Birthplace marks the Duke’s 100th
WINTERSET, IOWA — Marion Morrison was just 4 years old the last time he lived in Winterset, but this picturesque community plans a rousing celebration this weekend for what would have been his 100th birthday.
A nation of moviegoers came to know Morrison as John Wayne. To the townspeople here, the Duke’s on-screen all-American ethos reflects Winterset’s wholesome, small-town feel.
“I think we’ve embraced it, his legacy,” said Kathy Norman, who owns a downtown coffee shop. “This is a nice place. A very welcoming place. John Wayne, he sort of shares the values of the town, I guess.”
Thousands are expected to pour into town for the festivities and to see the tiny white clapboard house where the Hollywood legend was born on May 26, 1907. Centennial organizers have received RSVPs from as far away as Norway and Denmark.
Winterset is planning a celebration befitting the celebrity cowboy’s larger-than-life persona.

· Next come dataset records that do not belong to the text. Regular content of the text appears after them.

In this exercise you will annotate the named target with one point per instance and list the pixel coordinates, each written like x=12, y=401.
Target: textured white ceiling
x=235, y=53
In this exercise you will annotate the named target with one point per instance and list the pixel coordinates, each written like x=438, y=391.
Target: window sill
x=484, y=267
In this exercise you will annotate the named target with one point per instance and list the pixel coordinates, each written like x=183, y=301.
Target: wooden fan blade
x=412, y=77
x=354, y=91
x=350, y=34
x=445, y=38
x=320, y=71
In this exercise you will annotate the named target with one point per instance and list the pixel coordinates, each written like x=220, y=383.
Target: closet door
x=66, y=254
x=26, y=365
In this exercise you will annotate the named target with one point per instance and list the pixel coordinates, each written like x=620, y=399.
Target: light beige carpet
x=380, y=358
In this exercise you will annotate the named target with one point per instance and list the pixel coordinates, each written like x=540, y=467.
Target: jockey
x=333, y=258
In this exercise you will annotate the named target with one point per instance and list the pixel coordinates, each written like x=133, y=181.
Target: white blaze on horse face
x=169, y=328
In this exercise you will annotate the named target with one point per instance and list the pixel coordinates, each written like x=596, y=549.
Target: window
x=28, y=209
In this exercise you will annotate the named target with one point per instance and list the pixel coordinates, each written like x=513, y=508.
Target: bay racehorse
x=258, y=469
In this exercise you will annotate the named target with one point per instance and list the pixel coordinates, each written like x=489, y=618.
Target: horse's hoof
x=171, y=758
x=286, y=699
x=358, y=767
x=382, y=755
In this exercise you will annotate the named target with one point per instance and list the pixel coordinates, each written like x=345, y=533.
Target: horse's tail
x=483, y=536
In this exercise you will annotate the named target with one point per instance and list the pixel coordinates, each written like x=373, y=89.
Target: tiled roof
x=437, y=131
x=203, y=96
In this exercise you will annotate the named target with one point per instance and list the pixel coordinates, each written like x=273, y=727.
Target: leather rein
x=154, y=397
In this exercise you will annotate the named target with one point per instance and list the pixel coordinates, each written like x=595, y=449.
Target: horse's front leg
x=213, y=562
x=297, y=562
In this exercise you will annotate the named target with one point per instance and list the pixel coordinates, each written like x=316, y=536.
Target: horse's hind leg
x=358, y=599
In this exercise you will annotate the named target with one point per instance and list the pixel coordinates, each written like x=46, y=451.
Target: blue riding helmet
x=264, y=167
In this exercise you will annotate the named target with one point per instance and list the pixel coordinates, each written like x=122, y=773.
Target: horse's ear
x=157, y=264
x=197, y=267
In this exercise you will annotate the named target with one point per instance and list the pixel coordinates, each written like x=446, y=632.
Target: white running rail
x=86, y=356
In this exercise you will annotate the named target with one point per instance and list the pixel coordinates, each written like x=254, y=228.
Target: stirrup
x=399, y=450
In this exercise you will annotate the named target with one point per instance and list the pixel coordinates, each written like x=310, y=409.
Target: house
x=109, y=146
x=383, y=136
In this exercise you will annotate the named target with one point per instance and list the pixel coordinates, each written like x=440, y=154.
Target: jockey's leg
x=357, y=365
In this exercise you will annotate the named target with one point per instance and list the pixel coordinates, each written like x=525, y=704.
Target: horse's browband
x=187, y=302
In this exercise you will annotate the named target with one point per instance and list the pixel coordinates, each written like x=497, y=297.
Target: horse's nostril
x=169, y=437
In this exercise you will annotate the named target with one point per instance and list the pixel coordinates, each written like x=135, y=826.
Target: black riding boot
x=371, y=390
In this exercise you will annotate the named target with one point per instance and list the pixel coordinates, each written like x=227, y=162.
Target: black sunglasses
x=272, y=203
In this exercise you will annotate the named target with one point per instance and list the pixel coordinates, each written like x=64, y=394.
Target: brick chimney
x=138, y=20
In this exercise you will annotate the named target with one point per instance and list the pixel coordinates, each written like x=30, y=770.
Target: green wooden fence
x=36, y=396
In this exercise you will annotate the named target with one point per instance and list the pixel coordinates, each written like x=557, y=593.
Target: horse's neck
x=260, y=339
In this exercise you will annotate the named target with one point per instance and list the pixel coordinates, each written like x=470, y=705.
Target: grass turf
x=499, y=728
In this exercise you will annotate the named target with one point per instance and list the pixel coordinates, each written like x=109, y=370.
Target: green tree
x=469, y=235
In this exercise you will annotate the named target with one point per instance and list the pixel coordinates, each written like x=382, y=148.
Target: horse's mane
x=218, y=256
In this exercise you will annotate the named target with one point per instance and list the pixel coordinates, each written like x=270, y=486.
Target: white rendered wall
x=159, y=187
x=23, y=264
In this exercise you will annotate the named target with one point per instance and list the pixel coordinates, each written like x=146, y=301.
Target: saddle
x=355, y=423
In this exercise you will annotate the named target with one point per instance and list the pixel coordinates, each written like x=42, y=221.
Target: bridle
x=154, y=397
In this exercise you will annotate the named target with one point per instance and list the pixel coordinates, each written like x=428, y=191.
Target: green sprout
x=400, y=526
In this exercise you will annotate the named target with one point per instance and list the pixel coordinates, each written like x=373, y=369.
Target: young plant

The celebration began Friday in the town square movie theater with free showings of “True Grit,” for which Wayne won an Academy Award in 1969, and “Stagecoach,” the 1939 John Ford western said to have made Wayne a major movie star.
Among the planned events:
* A groundbreaking for the John Wayne Birthplace Museum and Learning Center. Wayne’s son Ethan made arrangements to climb aboard a backhoe to help knock down an abandoned gas station to make way for the new museum. The Wayne family also plans to dedicate its gift of a statue of the Duke at the groundbreaking.
* Appearances by at least three of Wayne’s former co-stars: Dean Smith, Edward Faulkner and Gregg Palmer. The actors appeared with Wayne in such movies as “Rio Bravo,” “Chisum” and “The Green Berets.”
* Demonstrations by trick riders and a rodeo drill team.
Although he died nearly 28 years ago at age 72, Wayne still fascinates many people, said David Trask, chairman of the John Wayne Birthplace Society.
“John Wayne was an American icon,” he said. “I believe he characterizes that more than anyone or anything.”
Trask is leading an effort to build an 8,500-square-foot, $5.5-million museum dedicated to Wayne.
The number of events and Wayne’s popularity have local officials girding for as many as 30,000 visitors throughout the Memorial Day weekend.
“People really love John Wayne,” said resident Jere Busenbarrick, who came to appreciate the devotion of Wayne fans through an encounter with an Australian hitchhiker on a central Iowa road.
“This guy, he’d come over here -- broken off from his tour -- just to visit,” Busenbarrick recalled. “Turns out he was the president of the John Wayne fan club in Melbourne, Australia. He took the Amtrak out here from San Francisco.”